[Epistemic status: Not original, but worth mentioning]
I’ve been using scatterplots of different states and countries a lot here lately. For example, this one in the discussion about guns:
And this one in the discussion about national happiness:
Hopefully we already know that we should worry about confounders like income and race and those kinds of things when we’re looking at a graph like this. But recently I learned it’s even worse than that. Consider for example this:
This is the average yearly rainfall in the lower 48 US states vs. their gender balance (measured in number of men per 100 women). The correlation is about r = 0.84 (p ≤ 0.0001), much higher than anyone’s ever found between guns and crime, or income and happiness, or most other things people make regional scatterplots about. So what’s going on? Do women cause rainfall? Does rain drive men away? Or is there some confounder that causes both rain and womanhood?
I don’t think it’s any of these things. I think it’s a coincidence.
“But you said p ≤ 0.0001! There are forty-eight data points and the fit is almost perfect! How could it be a coincidence?”
But I don’t think there are forty-eight data points. I think there are three data points. For 48 data points to all lie the same line is very impressive. For three data points to all lie on the same line is much less so.
I think that Southern states have more women (probably because they have a higher male incarceration rate, and incarcerated men aren’t counted) and more rainfall. Mountainous western states have more men (probably because the jobs there tend to be in manly mining/forestry type industries) and are pretty dry. And other states are somewhere between those two extremes.
Within these regional categories the rainfall/gender relationship is random – on the scatterplot it would look like a circle. But between these three regional categories the rainfall/gender relationship is very strong, making the whole chart consist of three circles in a line. Crucially, because these are kind of amorphous circles and they blend into each other, you can’t tell that that’s what’s going on. Here’s my graphic depiction of this:
In the first box, the gray points show what looks like a very significant correlation – the further right you go on the horizontal axis, the further down you go on the vertical axis. The gray trend line confirms the strong relationship. In our US state example, this was a correlation between many women and high rainfall.
In the second box, the gray points are revealed to be grouped into three regions: blue, green, and red. In our US state example, blue is the female-skewed and rainy Southern states, red is the male-skewed and dry Western states, and green are all the other states with pretty average rainfalls and gender balances. Within each region, there’s no relationship between rainfall and gender, as shown by the horizontal red, green, and blue trend lines.
In the third box, we see what I’d argue is the correct interpretation of the data. There are three big data points – the South, the West, and the Rest – and they do sort of form a line but nobody cares about a line between three data points.

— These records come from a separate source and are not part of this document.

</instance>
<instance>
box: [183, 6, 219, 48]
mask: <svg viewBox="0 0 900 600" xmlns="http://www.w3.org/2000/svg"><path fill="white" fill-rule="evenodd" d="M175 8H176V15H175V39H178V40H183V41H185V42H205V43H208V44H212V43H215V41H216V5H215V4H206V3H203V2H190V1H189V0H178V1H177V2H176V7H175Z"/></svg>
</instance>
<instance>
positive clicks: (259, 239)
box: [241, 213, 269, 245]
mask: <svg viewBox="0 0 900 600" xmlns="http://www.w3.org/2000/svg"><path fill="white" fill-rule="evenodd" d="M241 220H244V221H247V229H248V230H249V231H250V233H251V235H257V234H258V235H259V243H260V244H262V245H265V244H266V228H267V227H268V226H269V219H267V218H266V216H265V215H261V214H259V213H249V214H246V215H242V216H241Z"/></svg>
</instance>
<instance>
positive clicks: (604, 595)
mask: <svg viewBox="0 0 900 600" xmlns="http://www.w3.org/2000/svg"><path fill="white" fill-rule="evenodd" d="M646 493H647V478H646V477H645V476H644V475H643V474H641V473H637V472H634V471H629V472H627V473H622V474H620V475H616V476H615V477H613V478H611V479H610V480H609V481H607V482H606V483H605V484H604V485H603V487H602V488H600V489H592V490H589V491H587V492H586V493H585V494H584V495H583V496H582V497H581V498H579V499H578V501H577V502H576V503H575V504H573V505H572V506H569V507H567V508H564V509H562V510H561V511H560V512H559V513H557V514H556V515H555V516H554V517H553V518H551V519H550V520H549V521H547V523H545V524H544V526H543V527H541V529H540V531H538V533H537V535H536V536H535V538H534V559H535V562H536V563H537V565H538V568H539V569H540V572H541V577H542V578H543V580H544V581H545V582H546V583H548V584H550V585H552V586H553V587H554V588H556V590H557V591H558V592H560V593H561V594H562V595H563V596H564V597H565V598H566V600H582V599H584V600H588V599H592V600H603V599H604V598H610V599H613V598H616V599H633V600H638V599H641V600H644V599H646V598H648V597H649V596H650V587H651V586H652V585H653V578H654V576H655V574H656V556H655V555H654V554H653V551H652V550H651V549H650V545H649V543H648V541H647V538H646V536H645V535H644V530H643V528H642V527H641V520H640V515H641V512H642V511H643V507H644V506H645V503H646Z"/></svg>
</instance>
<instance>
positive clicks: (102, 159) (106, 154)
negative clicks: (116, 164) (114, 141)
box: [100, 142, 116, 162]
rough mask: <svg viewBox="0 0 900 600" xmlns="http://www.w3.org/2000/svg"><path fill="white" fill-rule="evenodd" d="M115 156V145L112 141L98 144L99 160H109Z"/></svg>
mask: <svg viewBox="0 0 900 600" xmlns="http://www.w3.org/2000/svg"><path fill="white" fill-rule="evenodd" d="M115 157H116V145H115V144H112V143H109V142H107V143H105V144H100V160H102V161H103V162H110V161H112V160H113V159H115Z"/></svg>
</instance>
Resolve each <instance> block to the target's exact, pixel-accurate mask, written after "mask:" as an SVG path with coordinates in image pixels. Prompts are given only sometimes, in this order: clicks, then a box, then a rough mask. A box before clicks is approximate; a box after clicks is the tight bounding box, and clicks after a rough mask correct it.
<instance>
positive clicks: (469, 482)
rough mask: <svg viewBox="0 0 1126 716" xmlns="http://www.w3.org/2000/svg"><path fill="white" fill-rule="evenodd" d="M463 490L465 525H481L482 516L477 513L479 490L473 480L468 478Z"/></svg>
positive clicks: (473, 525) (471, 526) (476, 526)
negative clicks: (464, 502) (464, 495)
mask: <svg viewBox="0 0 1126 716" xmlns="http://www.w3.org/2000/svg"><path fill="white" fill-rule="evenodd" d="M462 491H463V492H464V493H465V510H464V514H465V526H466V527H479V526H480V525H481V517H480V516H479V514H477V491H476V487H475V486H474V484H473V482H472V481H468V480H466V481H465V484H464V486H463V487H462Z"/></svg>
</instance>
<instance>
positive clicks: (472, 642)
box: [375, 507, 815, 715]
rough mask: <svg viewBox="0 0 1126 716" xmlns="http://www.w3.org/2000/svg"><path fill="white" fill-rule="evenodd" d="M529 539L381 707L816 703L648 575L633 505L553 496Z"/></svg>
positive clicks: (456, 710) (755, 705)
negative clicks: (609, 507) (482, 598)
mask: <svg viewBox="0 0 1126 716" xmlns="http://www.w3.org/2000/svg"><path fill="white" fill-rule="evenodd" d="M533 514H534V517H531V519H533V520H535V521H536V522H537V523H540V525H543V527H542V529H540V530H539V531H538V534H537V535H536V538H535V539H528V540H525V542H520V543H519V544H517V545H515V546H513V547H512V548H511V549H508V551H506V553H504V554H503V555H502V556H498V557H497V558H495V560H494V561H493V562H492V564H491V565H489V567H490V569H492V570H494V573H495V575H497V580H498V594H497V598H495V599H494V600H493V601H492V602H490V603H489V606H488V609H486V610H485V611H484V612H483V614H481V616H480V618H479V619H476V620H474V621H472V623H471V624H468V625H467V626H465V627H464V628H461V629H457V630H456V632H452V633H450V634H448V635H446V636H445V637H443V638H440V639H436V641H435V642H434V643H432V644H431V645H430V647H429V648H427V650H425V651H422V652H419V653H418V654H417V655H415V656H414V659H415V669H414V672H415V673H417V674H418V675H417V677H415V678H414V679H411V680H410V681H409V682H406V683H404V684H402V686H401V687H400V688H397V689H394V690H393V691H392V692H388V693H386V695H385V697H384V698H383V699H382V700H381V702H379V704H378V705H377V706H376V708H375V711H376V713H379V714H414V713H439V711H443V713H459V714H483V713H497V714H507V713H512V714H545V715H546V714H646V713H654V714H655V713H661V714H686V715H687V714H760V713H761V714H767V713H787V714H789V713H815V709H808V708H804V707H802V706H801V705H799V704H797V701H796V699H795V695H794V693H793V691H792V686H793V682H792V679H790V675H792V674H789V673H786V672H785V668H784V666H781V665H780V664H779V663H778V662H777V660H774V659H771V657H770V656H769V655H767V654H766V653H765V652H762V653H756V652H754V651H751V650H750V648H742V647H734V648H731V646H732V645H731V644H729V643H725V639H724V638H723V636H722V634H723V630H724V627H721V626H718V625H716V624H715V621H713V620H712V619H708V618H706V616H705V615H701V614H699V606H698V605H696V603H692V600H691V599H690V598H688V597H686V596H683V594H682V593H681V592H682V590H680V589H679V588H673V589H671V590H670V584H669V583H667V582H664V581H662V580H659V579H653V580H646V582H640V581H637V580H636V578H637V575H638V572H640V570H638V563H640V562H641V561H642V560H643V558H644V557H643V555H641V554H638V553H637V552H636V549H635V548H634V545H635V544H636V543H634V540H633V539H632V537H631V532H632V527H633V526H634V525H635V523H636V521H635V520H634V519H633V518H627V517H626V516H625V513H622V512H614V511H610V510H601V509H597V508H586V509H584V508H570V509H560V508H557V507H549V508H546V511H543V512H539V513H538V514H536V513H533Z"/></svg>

If I go back to my statistics packet and repeat the rainfall/gender correlation with only three points – the Southern average, the Western average, and the Other average – I still get r = -0.84, but now p = 0.3. The statistics have no reason to think it’s anything other than pure coincidence – and indeed, with that small a sample size, why would they?
I think most real studies are smart enough to control for this – although it’s really hard to determine how exactly you should be doing that and leaves a lot of wiggle room for people who want to fudge their way to a preferred result. But basic scatterplots do not control for it, and so almost every regional scatterplot is suspect.
This is why I was happy to see the income/happiness correlation broken down further:
This makes it clear that the income/happiness relationship is primarily cluster-driven, with clusters of ex-Communist countries, Latin American countries, and Euro/Anglosphere countries (if you’re willing to do some more work, you can sort of make out clusters of African and Asian countries). None of these clusters show a strong income/happiness relationship except for the ex-Communist one, which suggests this might be the same kind of confounding as the rainfall/gender example above.
…unless I’m biased and reading too much into this. It’s really easy to change your conclusion just by changing your clusters. For example, if Puerto Rico counts as Latin American, then that creates a pretty impressive happiness/income relationship within that cluster. If it counts as Euro/Anglosphere – it’s part of the US, after all – then there is no income/happiness relationship within either cluster. So which is it?
Or what about this? I claim that the apparent income/happiness relationship within the ex-Communist countries is actually an artifact of Europeanness. The richest ex-Communist countries, like East Germany and the Czech Republic – are also the happiest only because they are closest to Western Europe, which is both happier and richer than the rest of the world. Likewise, the poorest ex-Communist countries, like Armenia and Georgia, are also the unhappiest only because they are the furthest and least Western European of the bunch.
Once we start going there, we can pretty much prove or disprove anything we want based on our own intuitions about how to group things. I am suspicious of this, but I’m also equally suspicious of not doing that – do you really just want to let it pass that Puerto Rico, the closest Latin American country to the Euro/Anglosphere cluster, is also politically Euro/Anglosphere?
Overall there is no good answer and I would recommend against drawing any strong causal conclusions from a scatterplot unless someone has very carefully addressed these concern.
EDIT: Inty gives a great (ie horrifying) example in the comments, and Theo Jones discusses more formal tests of spatial autocorrelation. Some people bring up the possibility that some of the rainfall/gender relationship is causal after all, since drier states will have less farming and be forced to turn to mining/forestry to support themselves; this is possible but probably doesn’t explain the whole relationship, and even if I’m wrong about this one the point is still important.